Professor Jacqueline Barton gives Cocker and RSC Centenary Prize Lecture

Posted on: 27 May 2019

Professor Jacqueline Barton, an expert in the chemistry of DNA, visited Trinity recently to deliver the Cocker and RSC Centenary Prize Lecture to over 150 students and researchers. She became the first female to present the Cocker Lecture in the School of Chemistry.

Professor Barton’s visit coincided with the day the latest cohort of Trinity Chemistry graduates received their results. While here, she and her husband, Professor Peter Dervan, talked to current postgraduate students and attended a mini-symposium showcasing DNA-based research in Ireland, before she delivered her lecture on DNA signalling.

This lecture, held biennially, honours the contribution to Trinity’s School of Chemistry by Wesley Cocker, who was the Chair of General Chemistry and University Professor of Chemistry until 1978. In addition the talk formed part of a short lecture series given by Professor Barton and arising from her award of the Royal Society of Chemistry’s Centenary Prize in 2018.

Professor Barton’s work is highly celebrated.
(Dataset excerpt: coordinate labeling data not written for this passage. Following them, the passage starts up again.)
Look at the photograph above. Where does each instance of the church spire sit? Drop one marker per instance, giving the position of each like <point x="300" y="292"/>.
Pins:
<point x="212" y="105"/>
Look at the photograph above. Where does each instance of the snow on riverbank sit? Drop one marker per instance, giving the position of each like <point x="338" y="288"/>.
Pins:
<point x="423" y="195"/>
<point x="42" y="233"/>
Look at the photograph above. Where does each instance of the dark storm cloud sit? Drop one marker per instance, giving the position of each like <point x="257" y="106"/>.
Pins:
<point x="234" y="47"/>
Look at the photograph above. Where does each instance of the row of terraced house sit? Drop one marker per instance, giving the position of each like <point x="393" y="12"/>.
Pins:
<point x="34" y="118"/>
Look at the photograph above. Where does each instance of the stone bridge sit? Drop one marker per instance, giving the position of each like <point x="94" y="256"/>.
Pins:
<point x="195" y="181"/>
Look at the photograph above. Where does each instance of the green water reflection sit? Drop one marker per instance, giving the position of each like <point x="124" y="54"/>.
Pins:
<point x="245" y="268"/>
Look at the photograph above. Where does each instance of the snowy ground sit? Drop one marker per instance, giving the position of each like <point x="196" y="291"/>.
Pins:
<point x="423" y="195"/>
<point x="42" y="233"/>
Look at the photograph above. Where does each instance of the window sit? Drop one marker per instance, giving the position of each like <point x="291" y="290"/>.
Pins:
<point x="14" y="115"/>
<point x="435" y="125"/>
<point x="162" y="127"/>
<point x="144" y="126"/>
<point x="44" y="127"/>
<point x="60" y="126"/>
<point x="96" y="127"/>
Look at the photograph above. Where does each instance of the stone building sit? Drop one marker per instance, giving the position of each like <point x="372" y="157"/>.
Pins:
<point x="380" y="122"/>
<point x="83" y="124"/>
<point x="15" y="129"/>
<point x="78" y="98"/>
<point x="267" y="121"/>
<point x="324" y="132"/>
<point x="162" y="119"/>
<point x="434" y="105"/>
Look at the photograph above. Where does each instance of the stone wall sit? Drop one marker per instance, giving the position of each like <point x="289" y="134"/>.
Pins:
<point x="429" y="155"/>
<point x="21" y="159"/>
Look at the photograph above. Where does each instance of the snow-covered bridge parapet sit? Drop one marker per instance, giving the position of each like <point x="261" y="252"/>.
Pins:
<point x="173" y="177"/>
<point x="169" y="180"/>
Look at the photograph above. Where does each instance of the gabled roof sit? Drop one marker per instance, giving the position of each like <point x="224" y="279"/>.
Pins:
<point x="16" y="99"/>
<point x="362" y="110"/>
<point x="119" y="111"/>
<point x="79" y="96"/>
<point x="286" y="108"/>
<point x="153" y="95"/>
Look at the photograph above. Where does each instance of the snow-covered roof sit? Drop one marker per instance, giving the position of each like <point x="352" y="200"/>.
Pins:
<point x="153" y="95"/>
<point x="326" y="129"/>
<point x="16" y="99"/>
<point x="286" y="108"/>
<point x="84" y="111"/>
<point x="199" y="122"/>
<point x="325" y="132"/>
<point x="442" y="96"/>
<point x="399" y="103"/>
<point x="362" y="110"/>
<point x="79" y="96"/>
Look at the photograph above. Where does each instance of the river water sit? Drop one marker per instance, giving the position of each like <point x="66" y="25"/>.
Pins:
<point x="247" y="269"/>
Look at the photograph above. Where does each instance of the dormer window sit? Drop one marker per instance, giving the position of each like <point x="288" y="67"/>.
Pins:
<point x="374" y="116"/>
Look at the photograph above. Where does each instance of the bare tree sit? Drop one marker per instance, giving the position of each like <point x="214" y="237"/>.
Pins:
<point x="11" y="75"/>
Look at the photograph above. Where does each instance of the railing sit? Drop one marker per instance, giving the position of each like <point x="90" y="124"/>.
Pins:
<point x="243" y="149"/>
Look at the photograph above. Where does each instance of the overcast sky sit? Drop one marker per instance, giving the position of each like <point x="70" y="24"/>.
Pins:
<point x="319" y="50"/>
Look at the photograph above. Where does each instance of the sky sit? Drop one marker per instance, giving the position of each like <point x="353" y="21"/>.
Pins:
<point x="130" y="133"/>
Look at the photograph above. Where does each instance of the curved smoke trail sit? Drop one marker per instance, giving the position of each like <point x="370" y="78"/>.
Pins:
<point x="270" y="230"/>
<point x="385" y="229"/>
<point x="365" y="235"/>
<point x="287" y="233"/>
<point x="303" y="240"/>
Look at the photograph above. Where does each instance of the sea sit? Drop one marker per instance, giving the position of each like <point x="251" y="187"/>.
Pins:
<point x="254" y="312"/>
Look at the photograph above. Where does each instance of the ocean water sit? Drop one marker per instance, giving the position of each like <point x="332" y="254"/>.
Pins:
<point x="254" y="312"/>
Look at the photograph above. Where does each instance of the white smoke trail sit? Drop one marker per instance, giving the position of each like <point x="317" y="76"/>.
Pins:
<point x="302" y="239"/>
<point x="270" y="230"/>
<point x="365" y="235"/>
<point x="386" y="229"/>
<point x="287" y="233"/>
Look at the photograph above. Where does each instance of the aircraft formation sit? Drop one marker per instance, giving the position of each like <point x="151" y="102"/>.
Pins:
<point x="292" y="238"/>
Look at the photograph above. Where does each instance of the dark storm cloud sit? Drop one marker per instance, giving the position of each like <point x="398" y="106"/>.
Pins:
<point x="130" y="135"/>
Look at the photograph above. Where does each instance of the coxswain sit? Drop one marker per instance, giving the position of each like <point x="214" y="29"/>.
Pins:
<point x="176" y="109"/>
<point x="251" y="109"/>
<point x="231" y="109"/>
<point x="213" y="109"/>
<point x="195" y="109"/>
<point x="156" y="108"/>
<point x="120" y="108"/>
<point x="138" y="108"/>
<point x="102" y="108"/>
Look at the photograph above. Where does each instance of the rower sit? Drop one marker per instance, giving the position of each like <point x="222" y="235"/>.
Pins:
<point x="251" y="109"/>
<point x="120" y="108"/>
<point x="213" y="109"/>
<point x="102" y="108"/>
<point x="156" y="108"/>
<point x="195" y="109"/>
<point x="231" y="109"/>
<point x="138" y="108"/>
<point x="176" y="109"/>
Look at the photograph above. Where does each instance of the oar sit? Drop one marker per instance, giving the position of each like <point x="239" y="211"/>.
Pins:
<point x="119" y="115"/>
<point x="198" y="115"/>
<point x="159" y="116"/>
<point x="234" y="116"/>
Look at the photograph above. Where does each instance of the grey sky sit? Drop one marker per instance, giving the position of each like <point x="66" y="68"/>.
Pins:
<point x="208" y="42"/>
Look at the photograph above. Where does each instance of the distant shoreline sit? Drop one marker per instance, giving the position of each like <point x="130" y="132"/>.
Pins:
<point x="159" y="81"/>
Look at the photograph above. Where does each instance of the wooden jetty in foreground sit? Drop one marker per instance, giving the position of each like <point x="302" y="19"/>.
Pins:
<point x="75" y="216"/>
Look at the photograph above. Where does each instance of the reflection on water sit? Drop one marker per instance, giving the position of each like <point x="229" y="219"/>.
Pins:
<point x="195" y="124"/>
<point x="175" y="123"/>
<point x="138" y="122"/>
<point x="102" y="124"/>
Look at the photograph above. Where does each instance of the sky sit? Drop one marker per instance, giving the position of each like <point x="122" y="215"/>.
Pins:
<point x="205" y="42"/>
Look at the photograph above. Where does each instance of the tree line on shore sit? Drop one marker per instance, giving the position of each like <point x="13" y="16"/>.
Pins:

Her research over the last two decades provides insight into how DNA communicates electronically along its backbone (across a region that represents over 300 base pairs) and acts as a redox switch to trigger damage-repair mechanisms.

Professor Barton is the John Kirkwood and Arthur Noyes Professor of Chemistry and Norman Davidson Leadership Chair of the Division of Chemistry and Chemical Engineering at the California Institute of Technology (CALTECH). She has won numerous awards including the National Medal of Science in 2010, the American Institute of Chemists Gold Medal in 2015, the Pupin Medal and the Van’t Hoff Award in 2017, and the National Academy of Sciences Award in Chemical Sciences in 2019.